Namun, opini publik sangat mendukung Burgundy. Ia dipandang
sebagai seorang berjiwa keras yang ingin menyatukan bangsa
118
menghadapi ancaman eksternal dan menyatukan faksi-faksi yang
bertengkar di bawah Raja. Charles VI, yang sudah menjadi gila
sepenuhnya, sekarang tidak relevan lagi. Burgundy mengambil alih
tanggung jawab efektif pemerintahan, menjanjikan reformasi dalam
administrasi dan mengurangi beban pajak. Para pejabat yang korup
dipecat atau dieksekusi. Namun, kekejaman Jean juga bisa dengan
cepat menjadi kekejaman yang sembrono, dengan konsekuensi yang
tidak terbayangkan sebelumnya.
Pada 1413, pasukan Burgundian membunuh pesaing mereka
yang tersisa dari faksi Armagnac di Paris. Mayat-mayatnya, menurut
seorang pengamat, “ditumpuk tinggi di jalan-jalan seperti babi dalam
lumpur.”2 Pembantaian ini tidak bisa dihindari, kemudian memicu
reaksi bermusuhan dari orang-orang yang sebelumnya moderat
seperti prévôt des marchands, Jean Jouvenal, yang pada akhirnya
memimpin kebangkitan kembali pasukan Armagnac. Pasukan berhasil
merebut kontrol atas ibukota dan mempertahankannya hingga 1418.
Kembalinya orang Burgundian pada tahun tersebut ditandai oleh
pembantaian baru.
Selama periode ini, administrasi politik di Paris hampir selalu
menghadapi kekacauan. Satu-satunya pihak yang mendapat ke-
untungan dari situasi tersebut yaitu orang Inggris. Perang antara
Prancis dengan Inggris telah mencapai klimaksnya. Orang Inggris,
yang mendapat keuntungan dari persekutuan mereka dengan orang
Burgundian, datang ke Paris pada 1420. Walaupun tidak disukai oleh
Parisian biasa, yang juga sudah lelah akan konflik antarsaudara selama
bertahun-tahun, mereka tetap saja menduduki posisi-posisi kunci
di tepian sungai di Tepi Kanan hingga melewati dekade selanjutnya,
saat gelombang perang kembali berbalik melawan mereka. Duke
Salisbury, Duke Suffolk dan Duke Willoughby bergerak jauh ke selatan
dan memiliki properti di tempat yang sekarang menjadi Saint-Michel.

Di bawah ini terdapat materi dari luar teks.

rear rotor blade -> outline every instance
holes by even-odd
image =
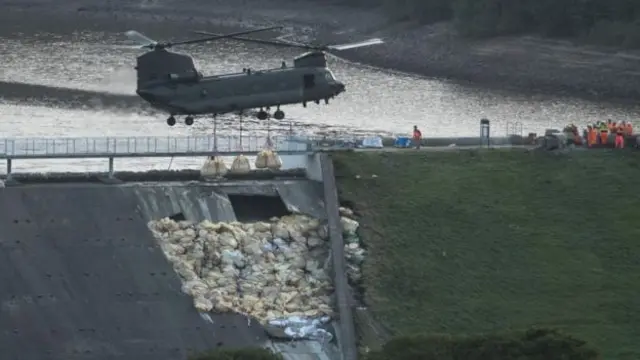
[[[271,27],[254,29],[254,30],[238,31],[238,32],[235,32],[235,33],[230,33],[230,34],[220,34],[220,35],[216,34],[216,35],[211,35],[211,36],[203,38],[203,39],[194,39],[194,40],[185,40],[185,41],[173,42],[173,43],[171,43],[171,45],[197,44],[197,43],[206,42],[206,41],[233,38],[233,37],[239,36],[239,35],[246,35],[246,34],[252,34],[252,33],[261,32],[261,31],[276,30],[276,29],[282,29],[282,26],[271,26]]]
[[[135,30],[129,30],[124,34],[129,38],[129,40],[137,42],[144,47],[154,46],[158,44],[157,41],[150,39]]]
[[[208,31],[193,31],[193,33],[200,34],[200,35],[207,35],[207,36],[221,36],[220,34],[215,34]],[[278,41],[278,40],[261,40],[261,39],[243,37],[243,36],[231,36],[230,39],[252,42],[252,43],[263,44],[263,45],[274,45],[274,46],[298,48],[298,49],[305,49],[305,50],[317,50],[317,48],[313,46],[293,44],[293,43]]]
[[[359,47],[378,45],[378,44],[384,44],[384,41],[382,41],[382,39],[375,38],[375,39],[369,39],[369,40],[360,41],[360,42],[351,43],[351,44],[331,45],[331,46],[327,46],[327,48],[331,50],[341,51],[341,50],[355,49]]]

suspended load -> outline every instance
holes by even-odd
[[[231,164],[231,172],[234,174],[247,174],[251,171],[249,159],[244,155],[238,155],[233,159]]]
[[[206,178],[216,178],[224,176],[227,173],[227,165],[222,158],[217,156],[210,156],[202,165],[200,169],[200,175]]]
[[[267,168],[271,170],[280,170],[281,167],[282,160],[280,159],[280,156],[278,156],[278,153],[275,151],[269,151],[267,156]]]
[[[255,165],[256,169],[279,170],[282,167],[282,160],[277,152],[265,149],[258,153]]]
[[[264,149],[258,153],[258,156],[256,156],[256,163],[255,163],[256,169],[267,168],[267,158],[269,157],[270,153],[271,153],[271,150],[269,149]]]

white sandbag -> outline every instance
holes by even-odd
[[[275,151],[270,151],[267,155],[267,167],[271,170],[279,170],[282,167],[282,159]]]
[[[340,216],[346,216],[348,218],[353,218],[353,210],[346,208],[346,207],[339,207],[338,210],[340,211]]]
[[[251,164],[249,159],[244,155],[238,155],[233,159],[230,172],[234,174],[246,174],[251,171]]]
[[[200,169],[200,175],[203,177],[218,177],[227,173],[227,165],[224,161],[217,157],[209,157]]]
[[[266,169],[267,168],[267,159],[271,154],[271,150],[262,150],[256,156],[255,166],[256,169]]]
[[[360,224],[357,221],[345,216],[340,218],[340,223],[342,224],[342,231],[350,236],[355,235],[358,231],[358,227],[360,227]]]

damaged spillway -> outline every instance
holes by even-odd
[[[345,232],[358,223],[342,217]],[[252,223],[149,224],[199,311],[238,312],[263,324],[334,316],[326,224],[304,214]],[[346,247],[357,276],[364,251]],[[308,334],[298,334],[304,337]]]
[[[185,359],[264,346],[271,317],[332,315],[321,189],[306,180],[0,189],[0,353]],[[243,201],[277,211],[252,214]]]

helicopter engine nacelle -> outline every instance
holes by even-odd
[[[327,67],[327,57],[322,51],[308,52],[293,59],[293,66],[297,68]]]

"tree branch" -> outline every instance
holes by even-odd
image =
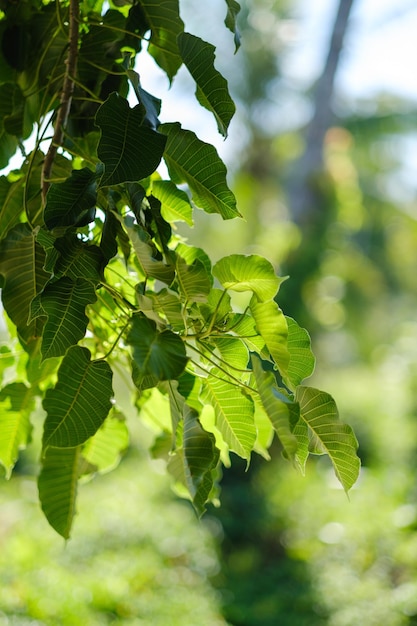
[[[50,186],[51,170],[55,160],[57,150],[62,146],[64,138],[64,128],[71,109],[72,94],[74,92],[74,77],[77,70],[78,57],[78,34],[79,34],[79,0],[70,0],[69,6],[69,33],[68,33],[68,54],[65,59],[65,76],[62,85],[60,105],[56,116],[54,134],[46,153],[42,167],[41,185],[42,199],[46,202],[46,194]]]

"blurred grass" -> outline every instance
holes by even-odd
[[[80,487],[73,536],[48,527],[33,477],[0,487],[0,626],[224,626],[213,535],[136,450]]]

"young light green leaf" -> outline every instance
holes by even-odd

Pada awalnya, orang Inggris datang dengan janji menciptakan
kestabilan dan mengakhiri pertumpahan darah. Namun, pendudukan
Inggris akan menjadi salah satu periode paling gelap dalam sejarah
Paris. Kewenangan prévôt dan empat orang anggota dewan kota
bawahannya (échevins) yang diperjuangkan dengan keras mulai
berantakan, bersama dengan polisi kota dan penjaga malam;
119
Bagian Dua: Kota Kegembiraan
hampir tidak ada penghormatan atas legalitas di dalam atau di luar
pemerintahan. Bisnis mulai berjatuhan saat yurisdiksi pemerintah
kota terhadap penjualan anggur, kayu bakar, bahan makanan penting
dan bisnis sungai itu sendiri, terlihat mulai mengalami kegagalan.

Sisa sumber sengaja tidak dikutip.